The cylindrical bar in the figure has a total length L=1.2 m, a diameter d=15 mm, and is confined by fixed supports at the walls A and B. A concentrated axial load FC=30 kN is applied to the bar at point C as indicated in the figure, with LAC>LBC. The bar is homogenous with Young’s modulus E. The material will fail if the magnitude of axial stress in the material exceeds σf=226 MPa.

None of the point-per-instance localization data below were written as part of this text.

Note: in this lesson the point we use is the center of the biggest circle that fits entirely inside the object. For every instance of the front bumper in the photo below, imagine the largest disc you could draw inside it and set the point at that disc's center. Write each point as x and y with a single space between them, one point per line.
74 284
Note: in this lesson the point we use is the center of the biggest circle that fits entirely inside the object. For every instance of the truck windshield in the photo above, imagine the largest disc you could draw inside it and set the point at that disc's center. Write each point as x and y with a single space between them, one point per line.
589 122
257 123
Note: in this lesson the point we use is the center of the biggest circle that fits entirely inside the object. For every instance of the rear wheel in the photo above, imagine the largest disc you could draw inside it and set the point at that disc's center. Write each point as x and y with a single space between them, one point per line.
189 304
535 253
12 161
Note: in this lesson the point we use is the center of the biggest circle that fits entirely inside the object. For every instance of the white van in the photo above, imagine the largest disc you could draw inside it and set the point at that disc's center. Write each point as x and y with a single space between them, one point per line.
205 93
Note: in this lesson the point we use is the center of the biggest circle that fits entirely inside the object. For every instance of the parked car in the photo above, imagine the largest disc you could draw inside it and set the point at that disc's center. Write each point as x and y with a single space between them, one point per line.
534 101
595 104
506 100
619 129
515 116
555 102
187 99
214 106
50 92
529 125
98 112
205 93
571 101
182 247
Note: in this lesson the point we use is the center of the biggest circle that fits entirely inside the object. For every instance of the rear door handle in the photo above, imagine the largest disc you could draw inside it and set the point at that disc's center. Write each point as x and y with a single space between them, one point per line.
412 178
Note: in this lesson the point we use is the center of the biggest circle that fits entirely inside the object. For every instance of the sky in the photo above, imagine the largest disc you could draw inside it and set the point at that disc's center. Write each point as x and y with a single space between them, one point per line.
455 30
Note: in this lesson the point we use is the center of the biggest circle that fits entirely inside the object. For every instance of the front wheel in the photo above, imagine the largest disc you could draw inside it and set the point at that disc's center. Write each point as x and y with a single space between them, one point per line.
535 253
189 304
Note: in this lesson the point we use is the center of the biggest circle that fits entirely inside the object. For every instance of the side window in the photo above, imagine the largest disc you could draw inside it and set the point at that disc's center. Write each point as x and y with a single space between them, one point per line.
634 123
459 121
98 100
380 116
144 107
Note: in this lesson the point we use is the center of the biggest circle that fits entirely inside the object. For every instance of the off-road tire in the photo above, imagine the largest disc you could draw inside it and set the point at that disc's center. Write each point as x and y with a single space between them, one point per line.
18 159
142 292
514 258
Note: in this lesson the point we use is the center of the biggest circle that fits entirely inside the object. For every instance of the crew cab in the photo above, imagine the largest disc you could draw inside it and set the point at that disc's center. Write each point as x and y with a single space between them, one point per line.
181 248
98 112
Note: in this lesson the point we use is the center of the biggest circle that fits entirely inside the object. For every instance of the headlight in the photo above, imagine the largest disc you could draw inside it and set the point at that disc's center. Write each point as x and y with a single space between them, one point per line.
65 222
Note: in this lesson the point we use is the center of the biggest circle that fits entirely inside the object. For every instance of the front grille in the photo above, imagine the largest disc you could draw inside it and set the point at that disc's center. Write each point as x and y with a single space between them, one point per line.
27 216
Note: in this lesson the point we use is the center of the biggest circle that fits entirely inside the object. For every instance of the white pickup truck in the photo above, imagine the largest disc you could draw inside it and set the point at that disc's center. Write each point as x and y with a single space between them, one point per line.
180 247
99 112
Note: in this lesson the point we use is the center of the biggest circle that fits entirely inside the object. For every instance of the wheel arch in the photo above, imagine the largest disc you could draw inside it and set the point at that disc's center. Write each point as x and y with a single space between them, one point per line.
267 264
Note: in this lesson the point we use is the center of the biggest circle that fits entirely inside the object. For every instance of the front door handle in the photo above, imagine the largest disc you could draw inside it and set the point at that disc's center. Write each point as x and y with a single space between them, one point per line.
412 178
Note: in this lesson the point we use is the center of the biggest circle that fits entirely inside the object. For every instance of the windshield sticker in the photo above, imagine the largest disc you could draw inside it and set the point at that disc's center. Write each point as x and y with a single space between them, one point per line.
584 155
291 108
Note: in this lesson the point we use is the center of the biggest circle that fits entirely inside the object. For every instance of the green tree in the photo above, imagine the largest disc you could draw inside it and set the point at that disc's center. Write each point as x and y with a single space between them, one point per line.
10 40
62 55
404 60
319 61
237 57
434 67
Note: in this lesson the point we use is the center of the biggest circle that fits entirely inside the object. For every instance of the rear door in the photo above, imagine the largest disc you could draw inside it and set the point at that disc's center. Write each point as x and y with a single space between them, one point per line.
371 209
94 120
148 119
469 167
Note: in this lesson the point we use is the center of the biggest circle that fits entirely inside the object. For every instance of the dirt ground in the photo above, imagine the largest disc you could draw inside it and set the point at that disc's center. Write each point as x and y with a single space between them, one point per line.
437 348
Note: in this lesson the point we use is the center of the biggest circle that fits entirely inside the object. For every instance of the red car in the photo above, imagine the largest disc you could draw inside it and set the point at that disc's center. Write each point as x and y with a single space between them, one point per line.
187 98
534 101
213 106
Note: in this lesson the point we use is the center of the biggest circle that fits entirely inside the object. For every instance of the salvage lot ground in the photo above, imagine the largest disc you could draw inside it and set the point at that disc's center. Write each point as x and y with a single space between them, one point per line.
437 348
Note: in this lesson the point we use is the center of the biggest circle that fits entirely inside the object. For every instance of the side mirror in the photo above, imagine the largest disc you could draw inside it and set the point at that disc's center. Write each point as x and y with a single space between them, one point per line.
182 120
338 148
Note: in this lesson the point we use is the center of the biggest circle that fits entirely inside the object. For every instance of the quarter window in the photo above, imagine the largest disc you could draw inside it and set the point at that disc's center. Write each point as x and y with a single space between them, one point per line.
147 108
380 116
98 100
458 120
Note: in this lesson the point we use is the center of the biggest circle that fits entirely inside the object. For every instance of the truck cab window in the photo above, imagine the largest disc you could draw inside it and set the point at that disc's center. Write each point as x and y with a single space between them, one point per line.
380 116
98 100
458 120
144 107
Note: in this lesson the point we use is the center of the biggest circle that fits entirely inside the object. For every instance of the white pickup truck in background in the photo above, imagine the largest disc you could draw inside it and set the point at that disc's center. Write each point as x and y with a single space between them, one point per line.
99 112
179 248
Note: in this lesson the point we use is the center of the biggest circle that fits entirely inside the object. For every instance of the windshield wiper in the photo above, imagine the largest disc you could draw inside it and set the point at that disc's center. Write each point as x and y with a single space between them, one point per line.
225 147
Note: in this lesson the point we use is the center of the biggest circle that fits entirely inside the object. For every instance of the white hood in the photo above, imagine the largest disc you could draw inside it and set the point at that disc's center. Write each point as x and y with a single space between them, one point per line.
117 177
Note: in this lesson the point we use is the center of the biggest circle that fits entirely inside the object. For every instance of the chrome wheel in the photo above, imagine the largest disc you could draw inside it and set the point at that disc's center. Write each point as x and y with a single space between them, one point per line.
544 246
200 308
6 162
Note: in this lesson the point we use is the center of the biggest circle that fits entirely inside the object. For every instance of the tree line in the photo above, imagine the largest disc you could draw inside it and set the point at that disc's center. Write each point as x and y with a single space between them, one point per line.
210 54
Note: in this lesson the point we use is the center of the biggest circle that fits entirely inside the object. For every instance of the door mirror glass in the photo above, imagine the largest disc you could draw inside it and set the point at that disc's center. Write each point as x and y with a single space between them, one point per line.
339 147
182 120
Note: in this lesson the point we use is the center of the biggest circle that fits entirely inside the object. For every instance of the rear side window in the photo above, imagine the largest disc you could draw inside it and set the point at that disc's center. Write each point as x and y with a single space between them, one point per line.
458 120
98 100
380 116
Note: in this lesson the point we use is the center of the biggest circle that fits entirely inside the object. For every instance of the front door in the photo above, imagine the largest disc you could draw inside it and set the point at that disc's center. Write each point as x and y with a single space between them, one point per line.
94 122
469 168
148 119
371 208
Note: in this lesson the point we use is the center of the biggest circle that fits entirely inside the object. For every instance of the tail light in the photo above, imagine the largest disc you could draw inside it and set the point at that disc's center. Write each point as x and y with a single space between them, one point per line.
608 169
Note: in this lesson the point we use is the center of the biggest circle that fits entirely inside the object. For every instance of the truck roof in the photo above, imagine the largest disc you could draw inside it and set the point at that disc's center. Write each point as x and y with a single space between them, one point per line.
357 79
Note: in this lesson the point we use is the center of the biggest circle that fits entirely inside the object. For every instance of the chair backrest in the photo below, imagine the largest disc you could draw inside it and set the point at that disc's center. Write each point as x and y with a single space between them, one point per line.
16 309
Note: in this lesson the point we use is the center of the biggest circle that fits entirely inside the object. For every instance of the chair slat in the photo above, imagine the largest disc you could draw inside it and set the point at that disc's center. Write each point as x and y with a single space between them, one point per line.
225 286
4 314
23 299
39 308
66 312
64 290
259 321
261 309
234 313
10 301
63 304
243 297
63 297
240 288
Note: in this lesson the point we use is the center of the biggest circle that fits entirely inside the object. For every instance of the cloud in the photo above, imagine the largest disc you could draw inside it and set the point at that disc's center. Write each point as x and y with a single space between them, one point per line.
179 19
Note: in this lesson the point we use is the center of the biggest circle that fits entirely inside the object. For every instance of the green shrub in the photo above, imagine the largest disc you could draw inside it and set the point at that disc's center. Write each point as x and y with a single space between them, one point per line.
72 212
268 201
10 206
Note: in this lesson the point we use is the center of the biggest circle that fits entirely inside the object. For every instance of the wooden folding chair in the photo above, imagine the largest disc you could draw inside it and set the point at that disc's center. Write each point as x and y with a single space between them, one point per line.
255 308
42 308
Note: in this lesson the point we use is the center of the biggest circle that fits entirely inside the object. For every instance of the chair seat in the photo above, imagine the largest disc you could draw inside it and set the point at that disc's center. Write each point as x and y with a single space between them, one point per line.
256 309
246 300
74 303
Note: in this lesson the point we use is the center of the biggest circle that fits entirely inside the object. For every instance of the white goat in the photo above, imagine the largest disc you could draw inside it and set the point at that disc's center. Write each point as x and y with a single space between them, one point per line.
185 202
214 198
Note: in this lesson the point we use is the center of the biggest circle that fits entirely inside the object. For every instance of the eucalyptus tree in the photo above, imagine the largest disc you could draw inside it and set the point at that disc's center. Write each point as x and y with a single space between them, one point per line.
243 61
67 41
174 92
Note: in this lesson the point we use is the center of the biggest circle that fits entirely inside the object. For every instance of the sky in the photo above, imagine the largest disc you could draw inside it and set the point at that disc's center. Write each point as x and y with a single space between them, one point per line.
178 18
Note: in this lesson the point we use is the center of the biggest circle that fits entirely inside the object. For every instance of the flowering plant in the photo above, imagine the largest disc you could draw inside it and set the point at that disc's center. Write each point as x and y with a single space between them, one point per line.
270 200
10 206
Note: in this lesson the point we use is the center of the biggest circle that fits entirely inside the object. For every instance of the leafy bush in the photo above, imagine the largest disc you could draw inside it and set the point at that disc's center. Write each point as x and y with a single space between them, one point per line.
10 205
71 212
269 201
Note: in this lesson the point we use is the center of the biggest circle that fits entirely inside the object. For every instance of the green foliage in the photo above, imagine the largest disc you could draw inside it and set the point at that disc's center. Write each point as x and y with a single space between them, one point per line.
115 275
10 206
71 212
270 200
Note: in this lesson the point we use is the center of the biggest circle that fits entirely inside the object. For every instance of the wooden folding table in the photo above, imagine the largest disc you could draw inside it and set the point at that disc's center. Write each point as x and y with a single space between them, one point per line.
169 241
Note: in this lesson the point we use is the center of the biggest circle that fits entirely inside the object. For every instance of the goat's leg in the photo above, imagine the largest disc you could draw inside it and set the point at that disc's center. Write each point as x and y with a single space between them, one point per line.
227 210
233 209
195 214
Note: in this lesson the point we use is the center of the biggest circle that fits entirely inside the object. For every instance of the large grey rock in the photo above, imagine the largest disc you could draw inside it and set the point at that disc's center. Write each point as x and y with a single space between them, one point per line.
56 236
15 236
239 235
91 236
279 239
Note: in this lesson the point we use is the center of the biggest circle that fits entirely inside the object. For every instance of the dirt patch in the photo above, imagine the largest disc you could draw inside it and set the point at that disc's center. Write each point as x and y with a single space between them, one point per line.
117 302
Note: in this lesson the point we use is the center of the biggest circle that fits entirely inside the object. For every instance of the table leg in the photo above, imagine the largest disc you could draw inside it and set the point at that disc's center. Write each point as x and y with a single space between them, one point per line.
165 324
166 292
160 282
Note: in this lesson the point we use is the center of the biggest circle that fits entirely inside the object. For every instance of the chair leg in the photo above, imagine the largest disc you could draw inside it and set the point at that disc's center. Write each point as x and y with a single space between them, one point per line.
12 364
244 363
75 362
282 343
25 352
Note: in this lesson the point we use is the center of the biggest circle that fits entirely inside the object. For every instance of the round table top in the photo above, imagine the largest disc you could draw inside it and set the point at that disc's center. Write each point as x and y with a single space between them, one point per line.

If you apply the force at the center of the shaft ( LBC=LAC ), what safety factor SFmid would you have against failure? Provide a numerical (dimensionless) value:
If you want to apply the force FC as close as possible to the wall at B, but you also want to maintain a minimum safety factor SFmin=2 against failure, what is the minimum (LBC/LAC) that you can have? Provide a numerical (dimensionless) value:
To find the safety factor against failure when the force is applied at the center of the shaft, we can use the formula:
SF = σf / σ
Where SF is the safety factor, σf is the allowable stress (226 MPa), and σ is the stress in the material.
The formula for stress in a cylindrical bar under axial load is:
σ = FC / (π/4 * d^2)
Where FC is the applied force, π is the constant pi, and d is the diameter of the bar.
Given:
FC = 30 kN = 30,000 N
d = 15 mm = 0.015 m
σf = 226 MPa = 226 * 10^6 Pa
We can substitute these values into the formula and calculate σ:
σ = (30,000 N) / (π/4 * (0.015 m)^2)
= 8,638,171.67 Pa
Now we can calculate the safety factor:
SF = 226 * 10^6 Pa / 8,638,171.67 Pa
= 26.16
Therefore, the safety factor when the force is applied at the center of the shaft is 26.16.
To find the minimum (LBC/LAC) that will maintain a safety factor of at least 2, we can use the following formula:
SF = σf / σ
Given:
SFmin = 2
Using the same formula for stress in a cylindrical bar, we can set up the equation:
SFmin = σf / σ = 2
Solving for (LBC/LAC), we find:
(LBC/LAC) = (FC / (σf * π/4 * d^2)) * SFmin
Substituting the given values:
(LBC/LAC) = (30,000 N / (226 * 10^6 Pa * π/4 * (0.015 m)^2)) * 2
= 2.49
Therefore, the minimum (LBC/LAC) value to maintain a safety factor of at least 2 is approximately 2.49.